Funny you should mention that. Years ago, when I was still in undergrad school in the nineties, the English Club took a trip to Mount Hope Estate and Winery’s Dickens Festival. They had Scrooge (post-transformation) and Miss Havisham there, along with Dickens himself and other literary/historical characters, like Captain Nemo, Sigmund Freud, the Mad Hatter and Alice, and American balladeer Stephen Foster. They did various sketches/poetry readings through the night (my favorite was Sigmund getting all choked up at the Victorian tearjerker poem “Little Boy Blue” by Eugene Field). But at the tail end of the night, Scrooge proposed to Miss Havisham (after getting the ring back from the Artful Dodger).
The Dickens novel Nicholas Nickleby has the generous and rich Cheeryble brothers who were modelled after the Manchester philanthropists David and William Grant. It’s not like rich philanthropists were unknown in Victorian times.
At least Jo (from Bleak House) didn’t have to sweep it up.
It was a trap so he’d have to replace the Ghost of Christmas Future.
His inadvertent changes to the timeline result in Biff Tannen becoming mayor of the town.

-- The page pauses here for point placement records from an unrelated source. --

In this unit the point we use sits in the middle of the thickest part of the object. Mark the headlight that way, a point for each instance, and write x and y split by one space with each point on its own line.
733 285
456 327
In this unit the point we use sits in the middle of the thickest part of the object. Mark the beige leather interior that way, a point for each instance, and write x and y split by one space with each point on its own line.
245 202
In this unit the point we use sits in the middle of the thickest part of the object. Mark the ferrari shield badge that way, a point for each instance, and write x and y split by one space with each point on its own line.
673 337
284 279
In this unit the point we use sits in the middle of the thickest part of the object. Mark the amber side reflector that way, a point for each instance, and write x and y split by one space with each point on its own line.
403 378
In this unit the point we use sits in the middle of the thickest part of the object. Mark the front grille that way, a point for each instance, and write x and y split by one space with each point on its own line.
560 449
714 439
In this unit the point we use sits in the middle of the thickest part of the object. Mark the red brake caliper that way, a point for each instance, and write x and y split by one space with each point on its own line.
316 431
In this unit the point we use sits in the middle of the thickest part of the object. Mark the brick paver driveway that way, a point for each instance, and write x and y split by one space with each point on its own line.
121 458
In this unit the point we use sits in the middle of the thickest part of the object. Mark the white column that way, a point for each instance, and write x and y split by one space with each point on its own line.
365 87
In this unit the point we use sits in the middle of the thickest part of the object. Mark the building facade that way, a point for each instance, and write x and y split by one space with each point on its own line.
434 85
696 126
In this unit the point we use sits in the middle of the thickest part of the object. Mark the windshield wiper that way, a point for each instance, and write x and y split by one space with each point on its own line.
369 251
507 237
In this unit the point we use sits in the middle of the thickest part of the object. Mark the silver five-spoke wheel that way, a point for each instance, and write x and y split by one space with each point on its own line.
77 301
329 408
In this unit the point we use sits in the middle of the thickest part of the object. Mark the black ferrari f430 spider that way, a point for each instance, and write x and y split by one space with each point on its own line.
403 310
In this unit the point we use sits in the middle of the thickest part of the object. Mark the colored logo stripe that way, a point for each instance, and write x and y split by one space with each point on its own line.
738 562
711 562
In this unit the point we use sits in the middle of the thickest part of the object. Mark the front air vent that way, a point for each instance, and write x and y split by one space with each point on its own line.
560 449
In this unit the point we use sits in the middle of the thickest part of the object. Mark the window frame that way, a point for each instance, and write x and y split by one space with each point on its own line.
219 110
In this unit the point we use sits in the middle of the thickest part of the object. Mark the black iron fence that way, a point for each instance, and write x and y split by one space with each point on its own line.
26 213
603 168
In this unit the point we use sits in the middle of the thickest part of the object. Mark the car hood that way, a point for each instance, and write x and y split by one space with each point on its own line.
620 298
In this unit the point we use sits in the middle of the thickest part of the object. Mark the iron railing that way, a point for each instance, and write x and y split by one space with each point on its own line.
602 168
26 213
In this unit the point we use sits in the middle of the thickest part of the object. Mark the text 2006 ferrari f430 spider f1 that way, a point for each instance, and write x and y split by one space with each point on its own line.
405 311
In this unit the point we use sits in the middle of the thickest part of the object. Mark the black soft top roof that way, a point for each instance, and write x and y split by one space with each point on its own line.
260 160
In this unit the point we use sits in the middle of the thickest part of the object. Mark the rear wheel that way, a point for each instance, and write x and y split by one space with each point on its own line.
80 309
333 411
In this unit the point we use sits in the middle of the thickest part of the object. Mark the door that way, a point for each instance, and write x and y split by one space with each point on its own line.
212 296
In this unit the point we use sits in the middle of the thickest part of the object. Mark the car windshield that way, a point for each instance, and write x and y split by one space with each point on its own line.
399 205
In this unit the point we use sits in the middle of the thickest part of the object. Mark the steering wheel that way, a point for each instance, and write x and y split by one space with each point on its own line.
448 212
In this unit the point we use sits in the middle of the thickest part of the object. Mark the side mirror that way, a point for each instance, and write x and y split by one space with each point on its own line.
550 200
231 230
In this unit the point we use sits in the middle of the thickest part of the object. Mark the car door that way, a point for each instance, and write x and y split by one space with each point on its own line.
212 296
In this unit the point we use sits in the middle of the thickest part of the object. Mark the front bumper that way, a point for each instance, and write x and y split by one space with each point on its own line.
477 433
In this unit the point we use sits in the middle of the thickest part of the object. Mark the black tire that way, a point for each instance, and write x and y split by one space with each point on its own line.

Seriously though I always thought he was an elderly character and the future where he’s dead is not that far off.
So he pays his employees better. Maybe gives a chance to someone from the workhouse. And gives people a break if they can’t make their payments sometimes*.
Long enough for people to like him, then he pops his clogs.
- Not saying this is necessarily a good or sustainable idea. Just saying what’s implied in the story.